Woman on the Edge of Time - Marge Piercy [88]
The bones lay in the dust. Slowly they put out roots that sank deep in ravaged earth. Slowly the bones burgeoned into sprouting wands. The wands grew to a tree. The oak thrust its taproot deep and outstretched its massive boughs. The tree became a human couple embracing, man and woman. They clutched, they embraced, they wrestled, they strangled each other. Finally they passed into and through each other. Two androgynes stood: one lithe with black skin and blue eyes and red hair, who bent down to touch with her/his hands the earth; the other, stocky, with light brown skin and black hair and brown eyes, spread his/her arms wide to the trees and sky and a hawk perched on the wrist. A green and brown web flowed out from them and into them. They stood on the shoulder of a huge ant. Grapevines grew from their finger ends.
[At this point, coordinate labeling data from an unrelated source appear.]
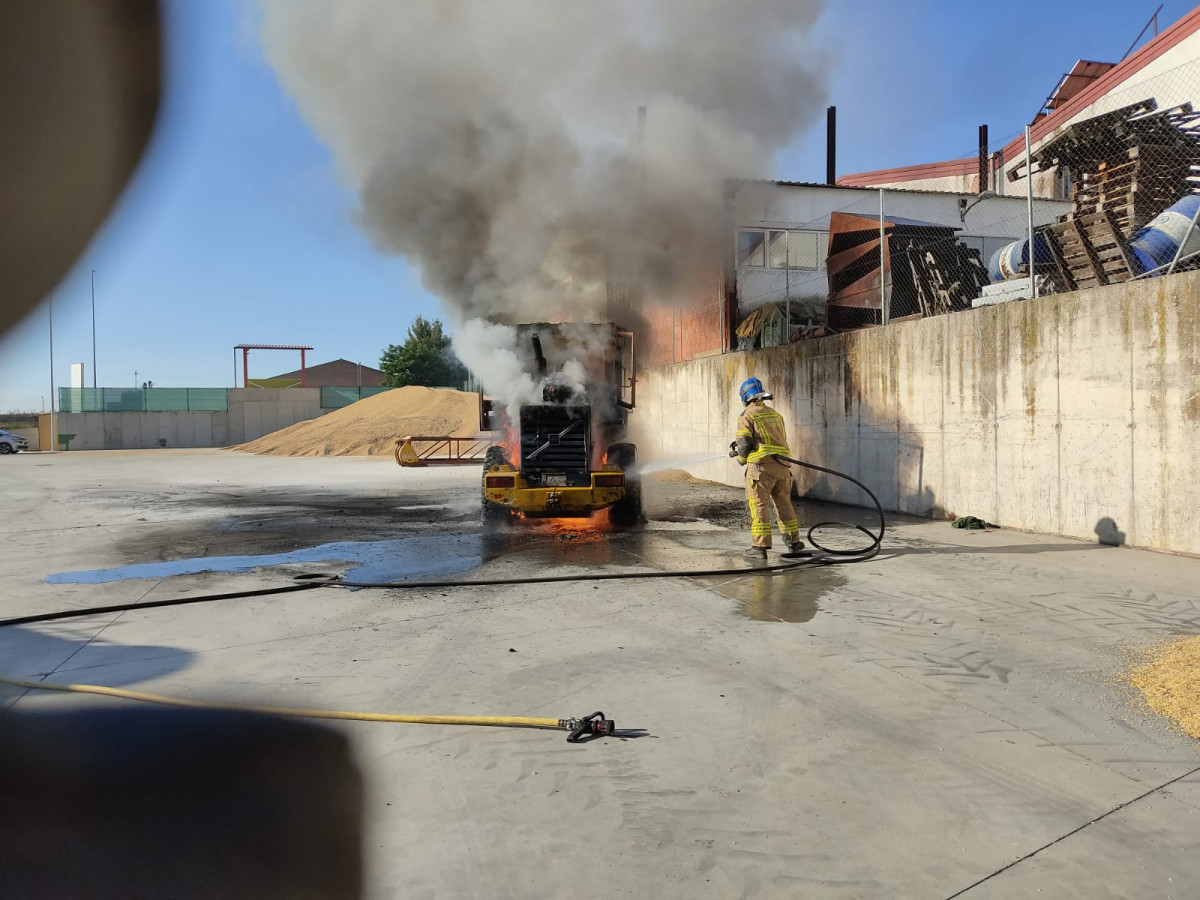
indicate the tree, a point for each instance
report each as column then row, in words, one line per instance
column 425, row 358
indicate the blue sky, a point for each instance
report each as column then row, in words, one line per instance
column 237, row 228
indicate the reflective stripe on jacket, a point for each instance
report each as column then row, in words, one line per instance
column 766, row 427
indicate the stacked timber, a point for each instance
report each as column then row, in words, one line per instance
column 1127, row 167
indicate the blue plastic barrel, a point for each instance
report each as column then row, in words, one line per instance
column 1007, row 262
column 1157, row 244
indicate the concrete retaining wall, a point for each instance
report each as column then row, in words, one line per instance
column 1075, row 414
column 252, row 413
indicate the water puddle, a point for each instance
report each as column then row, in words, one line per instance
column 372, row 561
column 678, row 462
column 790, row 597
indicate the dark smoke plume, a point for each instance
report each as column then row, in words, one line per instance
column 493, row 144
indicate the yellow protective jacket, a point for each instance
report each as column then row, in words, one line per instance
column 765, row 427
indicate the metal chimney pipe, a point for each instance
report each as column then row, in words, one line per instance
column 983, row 160
column 832, row 145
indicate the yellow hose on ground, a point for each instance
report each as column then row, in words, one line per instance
column 521, row 721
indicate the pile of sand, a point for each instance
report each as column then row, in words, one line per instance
column 677, row 477
column 1169, row 679
column 372, row 425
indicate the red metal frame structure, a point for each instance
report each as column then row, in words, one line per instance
column 245, row 358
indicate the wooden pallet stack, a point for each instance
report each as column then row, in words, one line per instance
column 946, row 276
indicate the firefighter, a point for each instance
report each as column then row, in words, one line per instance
column 760, row 437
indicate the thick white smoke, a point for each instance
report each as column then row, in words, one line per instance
column 493, row 143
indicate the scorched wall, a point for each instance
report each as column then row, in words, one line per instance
column 1074, row 414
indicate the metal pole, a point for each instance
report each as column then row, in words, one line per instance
column 54, row 430
column 93, row 330
column 1029, row 179
column 885, row 312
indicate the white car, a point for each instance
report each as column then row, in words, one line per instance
column 12, row 443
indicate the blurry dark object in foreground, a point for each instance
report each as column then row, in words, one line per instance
column 147, row 803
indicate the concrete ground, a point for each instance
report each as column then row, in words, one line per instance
column 941, row 721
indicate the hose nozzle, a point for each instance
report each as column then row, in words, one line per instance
column 594, row 724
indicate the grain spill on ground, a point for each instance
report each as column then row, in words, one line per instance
column 372, row 425
column 1168, row 676
column 677, row 477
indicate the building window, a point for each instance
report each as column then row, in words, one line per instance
column 750, row 249
column 804, row 250
column 777, row 250
column 783, row 249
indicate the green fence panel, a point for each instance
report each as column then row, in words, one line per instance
column 208, row 400
column 166, row 400
column 135, row 400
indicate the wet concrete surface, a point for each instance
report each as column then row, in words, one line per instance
column 909, row 726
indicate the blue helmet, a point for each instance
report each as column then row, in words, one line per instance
column 751, row 390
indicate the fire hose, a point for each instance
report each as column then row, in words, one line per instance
column 876, row 539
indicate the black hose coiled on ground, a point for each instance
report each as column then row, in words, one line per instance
column 876, row 539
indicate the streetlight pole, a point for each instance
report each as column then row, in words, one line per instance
column 93, row 329
column 54, row 437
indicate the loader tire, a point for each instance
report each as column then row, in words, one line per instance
column 493, row 514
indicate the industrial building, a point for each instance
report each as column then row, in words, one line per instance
column 1165, row 70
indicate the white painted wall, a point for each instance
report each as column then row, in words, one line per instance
column 1063, row 415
Bees swarmed through the heads. The animal images felt real: they did not appear animations but living beings. The last image was water flowing, which became a crane flying.
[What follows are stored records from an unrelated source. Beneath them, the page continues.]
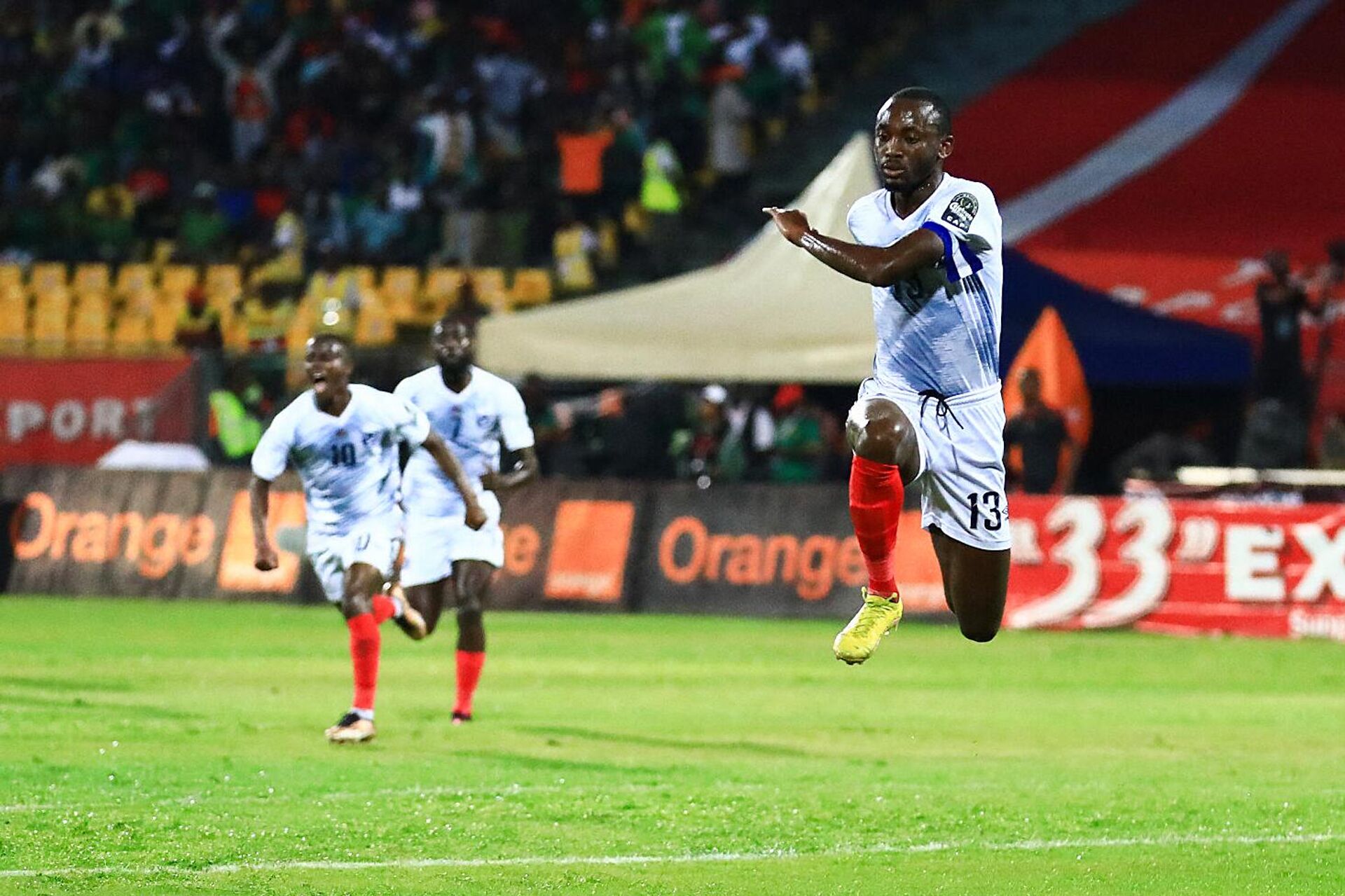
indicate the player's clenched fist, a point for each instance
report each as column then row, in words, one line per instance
column 475, row 516
column 791, row 222
column 267, row 558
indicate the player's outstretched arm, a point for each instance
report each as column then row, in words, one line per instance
column 267, row 558
column 448, row 463
column 523, row 473
column 877, row 266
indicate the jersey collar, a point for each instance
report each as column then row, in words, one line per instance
column 892, row 213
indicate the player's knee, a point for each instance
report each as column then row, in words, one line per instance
column 878, row 438
column 979, row 631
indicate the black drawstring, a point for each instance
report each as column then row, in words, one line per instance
column 941, row 406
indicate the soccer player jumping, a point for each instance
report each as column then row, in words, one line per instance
column 450, row 564
column 931, row 413
column 343, row 439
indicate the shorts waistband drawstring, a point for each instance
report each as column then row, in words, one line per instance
column 941, row 406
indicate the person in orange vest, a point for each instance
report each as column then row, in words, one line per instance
column 198, row 326
column 1040, row 431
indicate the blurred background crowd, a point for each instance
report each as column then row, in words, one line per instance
column 233, row 175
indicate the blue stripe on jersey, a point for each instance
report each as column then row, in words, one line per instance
column 981, row 331
column 950, row 267
column 973, row 259
column 984, row 299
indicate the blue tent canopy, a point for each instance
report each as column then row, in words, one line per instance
column 1118, row 345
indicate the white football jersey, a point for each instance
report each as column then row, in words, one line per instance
column 472, row 422
column 941, row 329
column 349, row 464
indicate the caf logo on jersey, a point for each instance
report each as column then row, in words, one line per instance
column 962, row 210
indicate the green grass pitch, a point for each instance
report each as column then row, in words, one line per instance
column 177, row 748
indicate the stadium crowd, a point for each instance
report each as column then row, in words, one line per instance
column 358, row 131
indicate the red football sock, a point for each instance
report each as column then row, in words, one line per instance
column 384, row 608
column 364, row 654
column 876, row 497
column 469, row 673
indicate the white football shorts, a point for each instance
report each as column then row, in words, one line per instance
column 370, row 540
column 962, row 462
column 435, row 542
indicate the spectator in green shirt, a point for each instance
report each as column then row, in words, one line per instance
column 799, row 444
column 203, row 228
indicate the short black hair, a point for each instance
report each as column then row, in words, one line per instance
column 336, row 338
column 942, row 113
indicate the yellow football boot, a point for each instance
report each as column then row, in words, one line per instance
column 858, row 640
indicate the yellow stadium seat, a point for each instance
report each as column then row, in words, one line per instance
column 140, row 302
column 488, row 286
column 443, row 286
column 132, row 336
column 89, row 324
column 134, row 277
column 178, row 279
column 374, row 326
column 399, row 291
column 50, row 329
column 162, row 324
column 11, row 276
column 92, row 277
column 48, row 277
column 14, row 321
column 532, row 287
column 53, row 303
column 223, row 280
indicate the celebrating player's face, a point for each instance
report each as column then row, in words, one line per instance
column 453, row 342
column 907, row 144
column 327, row 366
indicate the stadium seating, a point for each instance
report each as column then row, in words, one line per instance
column 50, row 322
column 178, row 279
column 488, row 287
column 48, row 277
column 532, row 287
column 14, row 319
column 223, row 282
column 375, row 326
column 92, row 277
column 89, row 323
column 132, row 336
column 134, row 279
column 134, row 308
column 399, row 291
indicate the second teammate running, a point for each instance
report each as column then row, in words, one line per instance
column 450, row 564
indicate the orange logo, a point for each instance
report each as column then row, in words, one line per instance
column 235, row 560
column 588, row 551
column 155, row 545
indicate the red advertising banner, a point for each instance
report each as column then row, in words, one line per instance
column 73, row 412
column 1184, row 567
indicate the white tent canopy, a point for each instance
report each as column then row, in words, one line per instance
column 770, row 314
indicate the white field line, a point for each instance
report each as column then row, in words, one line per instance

“Only in us do the dead live.
Water flows downhill through us.
The sun cools in our bones.
We are joined with all living
in one singing web of energy.
In us live the dead who made us.
In us live the children unborn.
Breathing each other’s air
drinking each other’s water
eating each other’s flesh we grow
like a tree from the earth.”
The crane flew to the ceiling and slowly split into four moons that set in the four directions. The room lightened. She saw Dawn’s upturned face two rows away, watching the eastern moon go down. In their real future, she had been dead a hundred years or more; she was the dead who lived in them. Ancestor. Feeling remote from the moment, she fixed her eyes on Dawn’s wondering face. A terrible desire to hold that child’s body tantalized her flesh with the electrical itch of wanting. To touch her gently. Just once.
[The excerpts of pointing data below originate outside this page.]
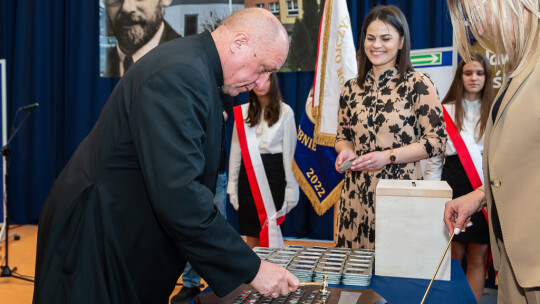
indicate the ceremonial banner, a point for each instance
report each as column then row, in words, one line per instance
column 314, row 157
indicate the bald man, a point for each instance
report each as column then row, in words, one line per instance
column 136, row 199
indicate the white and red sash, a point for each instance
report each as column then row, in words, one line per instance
column 470, row 158
column 467, row 151
column 270, row 220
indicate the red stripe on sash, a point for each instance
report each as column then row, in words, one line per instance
column 466, row 160
column 252, row 178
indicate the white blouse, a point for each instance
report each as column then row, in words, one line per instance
column 279, row 138
column 434, row 165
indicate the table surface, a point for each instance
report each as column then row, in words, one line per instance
column 406, row 290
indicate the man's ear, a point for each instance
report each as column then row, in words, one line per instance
column 240, row 40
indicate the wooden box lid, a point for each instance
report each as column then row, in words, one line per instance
column 413, row 188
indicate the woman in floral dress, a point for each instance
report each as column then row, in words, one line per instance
column 389, row 117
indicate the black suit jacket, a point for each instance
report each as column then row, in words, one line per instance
column 136, row 199
column 112, row 65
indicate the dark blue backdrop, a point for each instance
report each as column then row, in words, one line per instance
column 52, row 53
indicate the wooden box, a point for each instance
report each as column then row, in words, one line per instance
column 410, row 235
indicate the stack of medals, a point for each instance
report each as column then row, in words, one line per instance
column 263, row 252
column 283, row 256
column 303, row 264
column 331, row 264
column 309, row 264
column 358, row 268
column 249, row 297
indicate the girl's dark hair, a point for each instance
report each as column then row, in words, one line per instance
column 272, row 111
column 393, row 16
column 457, row 89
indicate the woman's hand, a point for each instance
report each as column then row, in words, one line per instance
column 457, row 212
column 343, row 156
column 371, row 161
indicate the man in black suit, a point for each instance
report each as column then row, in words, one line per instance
column 138, row 26
column 135, row 202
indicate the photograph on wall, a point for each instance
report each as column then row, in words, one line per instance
column 130, row 28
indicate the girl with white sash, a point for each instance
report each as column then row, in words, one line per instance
column 466, row 110
column 261, row 182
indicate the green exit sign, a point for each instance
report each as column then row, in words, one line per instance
column 427, row 59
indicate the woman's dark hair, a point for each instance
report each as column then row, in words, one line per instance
column 393, row 16
column 272, row 111
column 457, row 90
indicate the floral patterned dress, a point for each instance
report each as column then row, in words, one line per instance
column 385, row 114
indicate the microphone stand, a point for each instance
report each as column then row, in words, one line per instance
column 6, row 150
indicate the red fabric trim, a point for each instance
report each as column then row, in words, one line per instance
column 252, row 178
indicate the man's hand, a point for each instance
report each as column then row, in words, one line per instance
column 274, row 280
column 457, row 213
column 343, row 156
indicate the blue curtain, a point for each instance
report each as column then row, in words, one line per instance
column 52, row 53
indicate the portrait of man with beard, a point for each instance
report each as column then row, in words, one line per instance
column 138, row 27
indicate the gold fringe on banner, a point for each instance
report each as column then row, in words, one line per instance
column 327, row 203
column 326, row 140
column 326, row 36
Luciente knew or read her gaze. When the room was light she called, “Dawn? Please come a moment?”
Dawn glanced around, saw them and climbed nimbly over the rows that were emptying. “G’light. You’re the person from the past!”
“Per name is Connie,” Luciente said, kissing the small ear that showed through the tumbled hair.
“May I kiss you?” Her voice shook.
Dawn looked at her with a limpid sandy brown gaze, questioning. Hesitating. The tremor in her voice. Wanting too much. Scary to a kid. But Dawn finally said, “Okay.”